Son dönem çalışmalarda nükslerin başlıca nedenleri arasında şunlar gösterilmiştir:
Perforan ven yetmezliği: En sık nedenlerden biri
Anterior aksesuar safen ven reflüsü (%24)
Kısa safen ven (vena saphena parva) yetmezliği (%16)
Daha önce tedavi edilmemiş uzun safen venlerde yeni reflü (%14)
İşlem yapılan damarda rekanalizasyon (kısmi / tam açılma) (%29)
Sonuç ve Öneriler:
Varis hastalığının doğası gereği kronik ve tekrarlama eğiliminde olduğu unutulmamalıdır. Cerrahi sonrası veya ablasyon sonrası nükslerin önlenmesi için:
Uygun hasta seçimi
Ayrıntılı Duplex Ultrason değerlendirmesi
Prosedüre uygun tekniklerin seçimi
Risk faktörlerine göre bireyselleştirilmiş takip planı
gibi yaklaşımlar önem taşır. Ayrıca hastaların uzun dönem takibi, nükslerin erken fark edilmesi ve yeniden müdahale edilmesini sağlar.

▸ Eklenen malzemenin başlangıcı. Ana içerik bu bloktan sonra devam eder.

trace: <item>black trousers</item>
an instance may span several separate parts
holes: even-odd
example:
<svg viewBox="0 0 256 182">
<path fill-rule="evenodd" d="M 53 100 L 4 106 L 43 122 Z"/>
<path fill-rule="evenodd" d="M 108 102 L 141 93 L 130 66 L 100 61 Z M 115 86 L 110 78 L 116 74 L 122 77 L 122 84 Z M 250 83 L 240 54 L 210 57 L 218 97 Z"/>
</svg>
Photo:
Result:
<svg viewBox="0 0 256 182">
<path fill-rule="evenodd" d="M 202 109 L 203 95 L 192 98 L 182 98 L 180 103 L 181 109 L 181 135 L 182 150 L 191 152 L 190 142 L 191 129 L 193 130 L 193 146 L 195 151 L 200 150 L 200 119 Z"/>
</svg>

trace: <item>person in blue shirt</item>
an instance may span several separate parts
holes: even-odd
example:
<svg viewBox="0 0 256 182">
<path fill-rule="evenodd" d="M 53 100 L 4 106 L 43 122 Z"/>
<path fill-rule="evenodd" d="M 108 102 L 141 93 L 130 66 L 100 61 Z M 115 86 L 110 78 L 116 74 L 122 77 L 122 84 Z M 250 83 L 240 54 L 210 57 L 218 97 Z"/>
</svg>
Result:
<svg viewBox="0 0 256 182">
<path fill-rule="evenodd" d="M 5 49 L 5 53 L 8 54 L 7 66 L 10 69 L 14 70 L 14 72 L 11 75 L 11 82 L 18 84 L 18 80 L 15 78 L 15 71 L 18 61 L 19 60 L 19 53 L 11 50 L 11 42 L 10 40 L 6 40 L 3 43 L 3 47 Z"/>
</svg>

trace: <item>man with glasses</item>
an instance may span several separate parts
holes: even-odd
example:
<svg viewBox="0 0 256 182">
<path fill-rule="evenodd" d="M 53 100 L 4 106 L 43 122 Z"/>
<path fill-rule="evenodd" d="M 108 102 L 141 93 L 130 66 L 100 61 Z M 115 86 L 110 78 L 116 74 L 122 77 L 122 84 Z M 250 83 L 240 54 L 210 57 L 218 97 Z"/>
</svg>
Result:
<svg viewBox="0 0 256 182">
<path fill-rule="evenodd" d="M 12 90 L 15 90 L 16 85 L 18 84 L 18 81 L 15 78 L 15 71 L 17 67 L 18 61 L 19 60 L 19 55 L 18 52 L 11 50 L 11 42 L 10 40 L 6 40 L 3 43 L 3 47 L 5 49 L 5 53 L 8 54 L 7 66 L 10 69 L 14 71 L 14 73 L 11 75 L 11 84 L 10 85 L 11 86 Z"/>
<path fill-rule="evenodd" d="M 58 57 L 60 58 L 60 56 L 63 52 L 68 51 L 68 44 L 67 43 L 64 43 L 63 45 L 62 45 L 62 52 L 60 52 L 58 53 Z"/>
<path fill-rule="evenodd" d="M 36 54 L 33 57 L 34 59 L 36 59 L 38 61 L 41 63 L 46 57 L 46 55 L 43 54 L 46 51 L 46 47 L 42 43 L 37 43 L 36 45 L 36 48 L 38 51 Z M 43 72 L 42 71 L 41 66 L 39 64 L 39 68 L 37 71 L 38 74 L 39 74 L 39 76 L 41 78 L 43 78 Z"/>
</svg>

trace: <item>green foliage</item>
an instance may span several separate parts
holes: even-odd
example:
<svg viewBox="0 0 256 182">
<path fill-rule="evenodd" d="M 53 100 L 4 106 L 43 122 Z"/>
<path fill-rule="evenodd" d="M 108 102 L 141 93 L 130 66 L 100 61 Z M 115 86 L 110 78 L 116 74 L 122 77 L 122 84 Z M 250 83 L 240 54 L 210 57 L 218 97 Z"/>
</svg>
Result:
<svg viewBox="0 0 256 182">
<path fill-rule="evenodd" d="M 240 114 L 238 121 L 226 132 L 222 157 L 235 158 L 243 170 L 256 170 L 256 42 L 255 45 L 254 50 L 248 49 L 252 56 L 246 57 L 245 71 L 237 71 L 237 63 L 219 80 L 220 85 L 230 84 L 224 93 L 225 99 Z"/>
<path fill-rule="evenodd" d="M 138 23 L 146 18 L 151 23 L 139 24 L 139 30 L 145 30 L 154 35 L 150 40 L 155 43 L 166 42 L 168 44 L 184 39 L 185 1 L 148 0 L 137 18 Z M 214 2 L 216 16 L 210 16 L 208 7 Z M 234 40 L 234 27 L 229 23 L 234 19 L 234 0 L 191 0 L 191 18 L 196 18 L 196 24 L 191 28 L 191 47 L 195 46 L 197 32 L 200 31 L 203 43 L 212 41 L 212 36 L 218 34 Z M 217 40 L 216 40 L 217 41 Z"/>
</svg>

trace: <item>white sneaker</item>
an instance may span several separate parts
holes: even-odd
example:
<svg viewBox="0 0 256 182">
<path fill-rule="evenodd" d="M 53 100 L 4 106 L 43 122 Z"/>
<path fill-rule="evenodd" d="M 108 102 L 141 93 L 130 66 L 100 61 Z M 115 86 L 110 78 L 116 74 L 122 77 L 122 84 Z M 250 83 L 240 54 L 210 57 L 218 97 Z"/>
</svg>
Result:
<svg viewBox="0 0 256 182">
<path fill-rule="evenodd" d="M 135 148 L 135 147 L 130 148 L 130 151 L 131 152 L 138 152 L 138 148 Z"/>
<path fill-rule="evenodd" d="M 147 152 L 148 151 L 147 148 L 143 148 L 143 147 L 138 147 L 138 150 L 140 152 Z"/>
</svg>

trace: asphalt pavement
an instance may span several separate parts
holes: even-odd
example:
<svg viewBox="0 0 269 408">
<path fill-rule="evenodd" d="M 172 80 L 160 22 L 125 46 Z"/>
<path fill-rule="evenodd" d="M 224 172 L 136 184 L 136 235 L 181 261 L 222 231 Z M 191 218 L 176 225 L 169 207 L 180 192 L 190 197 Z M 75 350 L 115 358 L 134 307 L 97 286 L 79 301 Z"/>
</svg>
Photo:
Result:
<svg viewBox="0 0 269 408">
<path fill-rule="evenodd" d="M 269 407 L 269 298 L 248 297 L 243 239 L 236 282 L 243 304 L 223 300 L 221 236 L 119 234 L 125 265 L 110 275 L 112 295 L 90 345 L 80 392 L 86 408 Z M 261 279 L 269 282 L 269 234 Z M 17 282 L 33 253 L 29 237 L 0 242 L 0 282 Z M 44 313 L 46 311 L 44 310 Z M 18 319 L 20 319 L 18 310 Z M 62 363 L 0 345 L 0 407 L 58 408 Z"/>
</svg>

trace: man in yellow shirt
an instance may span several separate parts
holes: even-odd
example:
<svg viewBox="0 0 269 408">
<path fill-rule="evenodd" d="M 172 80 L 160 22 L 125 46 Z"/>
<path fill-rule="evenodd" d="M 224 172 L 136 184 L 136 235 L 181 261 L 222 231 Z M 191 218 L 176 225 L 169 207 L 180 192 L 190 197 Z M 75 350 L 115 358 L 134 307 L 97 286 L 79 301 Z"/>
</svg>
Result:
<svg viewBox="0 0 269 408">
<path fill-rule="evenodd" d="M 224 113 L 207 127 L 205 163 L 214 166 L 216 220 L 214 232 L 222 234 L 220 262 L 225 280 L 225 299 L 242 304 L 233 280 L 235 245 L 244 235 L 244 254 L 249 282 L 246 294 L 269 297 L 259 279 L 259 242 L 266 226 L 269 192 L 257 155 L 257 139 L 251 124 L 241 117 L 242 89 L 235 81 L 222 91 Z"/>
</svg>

Varis hastalığı yalnızca yüzeyel bir damar problemi olarak değil, sistemik ve kronik bir venöz patoloji olarak ele alınmalıdır. Tedavideki amaç, yalnızca mevcut variköz venleri ortadan kaldırmak değil, aynı zamanda hastalığın ilerleyici doğasını anlamak ve nüks riskini azaltacak uzun vadeli stratejiler geliştirmektir. Bu nedenle, cerrahi ve endovenöz tedavi yöntemlerinin yanı sıra yaşam tarzı değişiklikleri, kompresyon tedavisi ve düzenli klinik takip, tedavi başarısını sürdürülebilir kılmada büyük önem taşımaktadır.
Kaynakça:
De Maeseneer MG, Pichot O, Cavezzi A, et al. Mechanisms of varicose vein recurrence after surgery: A review. Phlebology. 2017;32(10):653–660. DOI:10.1177/0268355516687605
Jones L, Braithwaite BD, Selwyn D, et al. Recurrence of varicose veins after thermal ablation: A prospective 5-year study. Phlebology. 2019;34(4):231–237. DOI:10.1177/0268355518781031
Rass K, Frings N, Glowacki P, et al. Comparison of surgery and endovenous laser ablation for the treatment of varicose veins: A randomized controlled trial. J Vasc Surg. 2015;62(2):440–448. DOI:10.1016/j.jvs.2015.03.045
Labropoulos N, Leon LR. Evaluation of recurrent varicose veins. In: Bergan JJ, Bunke-Paquette N, eds. The Vein Book. Elsevier; 2007:393-406.
van Rij AM, Jiang P, Chai J, Christie RA, Hill GB. Recurrence after varicose vein surgery: a prospective long-term clinical study with duplex ultrasound scanning and air plethysmography. J Vasc Surg. 2003;38(5):935–943.